USD’s Not Out Of The Woods Yet
By Kathy Lien, Managing Director of FX Strategy for BK Asset Management.
After falling to a low of 100.10 during the Asian trading session, USD/JPY staged a strong reversal to end Thursday near 101. This recovery has many investors hoping for a bottom in the dollar but we need to be careful because the greenback is not out of the woods. On a technical basis, we want to see USD/JPY close above 101.25 to remove the immediate risk of a move back down to 100. On a fundamental basis, the continued slide in Treasury yields and rise in U.S. stocks (including a new high for NASDAQ) tell us that investors have walked away from the Fed meeting with the view that the central bank won’t be raising interest rates anytime soon — and they are right. The next rate hike is 3 months away and from now until then, stocks will benefit from the preservation of low yield. The upcoming presidential election could bring some risk aversion but from an economic perspective, a longer period of low rates from a pided central bank will support the economy and limit gains in the dollar. With that in mind, we still believe that the path of least resistance is higher for the dollar but since the Fed hasn’t given investors an immediate reason to buy the greenback, it is important to be patient and wait for currency pairs to retrace to key technical levels. For USD/JPY, that means 100.50 or better and for EUR/USD it means selling closer to 1.13. The latest U.S. economic reports were mixed with jobless claims improving but existing home sales taking a surprise tumble. The manufacturing PMI index from Markit economics is scheduled for release on Friday.

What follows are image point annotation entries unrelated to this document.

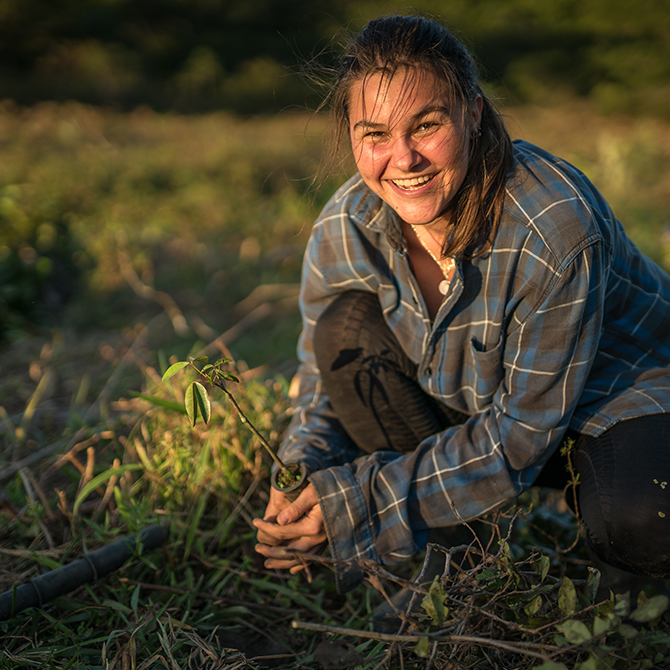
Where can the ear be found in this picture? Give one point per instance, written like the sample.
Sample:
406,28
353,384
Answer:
476,111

Thursday’s best-performing currency was sterling, which traded above 1.31 on the back of less dovish comments from Bank of England monetary policy committee member Forbes. At a speech in London she said the initial Brexit impact was less than expected and she’s not yet convinced that more loosening will be needed. Forbes believes the BoE may be over estimating the Brexit-uncertainty effect and with faster inflation, current data may lead to upgraded forecasts. Bank of England Governor Carney also spoke but he did not touch on the economy or monetary policy. Sterling tends to experience greater volatility than other currencies and the pressure on the dollar has allowed GBP to enjoy slightly stronger gains.

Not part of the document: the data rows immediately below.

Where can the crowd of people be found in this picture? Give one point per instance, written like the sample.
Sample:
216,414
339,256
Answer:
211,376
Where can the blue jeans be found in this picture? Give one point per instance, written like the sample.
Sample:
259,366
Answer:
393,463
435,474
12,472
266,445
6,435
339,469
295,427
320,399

Thursday’s worst-performing currency was the New Zealand dollar. The Reserve Bank’s decision to leave interest rates unchanged was widely expected but NZD came under selling pressure after the central bank said “further policy easing will be required.” They are not happy with the current level of the exchange rate and want to see it fall, noting that the high NZD is causing negative inflation in the tradables sector. So they expect headline CPI to weaken in the September quarter, which is part of the reason why they are discounting the inflated housing market in favor of inflation. We are looking for further weakness in NZD/USD with the currency pair dropping to at latest 0.7250.
In contrast, the Australian and Canadian dollars have performed well. AUD is benefitting from the RBA’s neutral policy stance and the weaker U.S. dollar while CAD is supported by rising oil prices. Falling supply levels and lack of action from the FOMC have helped to carve out a bottom in crude. Friday’s focus for the loonie will shift away from oil to Canadian fundamentals. Canada is slated to release retail sales and consumer prices and given the weakness in wholesale sales and decline in the price component of IVEY PMI, the odds favor softer numbers.

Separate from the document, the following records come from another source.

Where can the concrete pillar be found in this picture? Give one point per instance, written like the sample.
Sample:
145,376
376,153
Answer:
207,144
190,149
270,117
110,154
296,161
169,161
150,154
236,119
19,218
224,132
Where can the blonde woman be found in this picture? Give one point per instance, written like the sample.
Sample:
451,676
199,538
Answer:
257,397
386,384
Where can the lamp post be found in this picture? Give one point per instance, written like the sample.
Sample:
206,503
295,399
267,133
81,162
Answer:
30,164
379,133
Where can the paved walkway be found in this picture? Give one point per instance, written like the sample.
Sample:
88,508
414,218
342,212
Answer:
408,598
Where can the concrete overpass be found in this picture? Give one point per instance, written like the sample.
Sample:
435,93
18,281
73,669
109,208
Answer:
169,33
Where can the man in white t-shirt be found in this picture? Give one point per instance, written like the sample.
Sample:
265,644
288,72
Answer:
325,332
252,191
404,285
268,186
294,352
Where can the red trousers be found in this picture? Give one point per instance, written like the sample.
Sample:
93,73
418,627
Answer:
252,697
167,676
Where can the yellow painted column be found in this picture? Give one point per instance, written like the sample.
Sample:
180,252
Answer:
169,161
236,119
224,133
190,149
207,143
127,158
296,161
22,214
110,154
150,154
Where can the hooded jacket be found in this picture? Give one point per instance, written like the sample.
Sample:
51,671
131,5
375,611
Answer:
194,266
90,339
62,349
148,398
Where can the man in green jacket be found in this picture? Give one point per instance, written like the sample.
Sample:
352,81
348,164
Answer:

Lastly, euro may have extended its gains above 1.12 but the rally fizzled by the end of the NY trading session with EUR/USD giving up much of its earlier gains. No major Eurozone economic reports were released Thursday and Mario Draghi did not discus the economy or monetary policy in his speech. Eurozone fundamentals will return to focus on Friday with September PMIs — manufacturing, services and composite — scheduled for release. Weaker data could accelerate the decline in euro.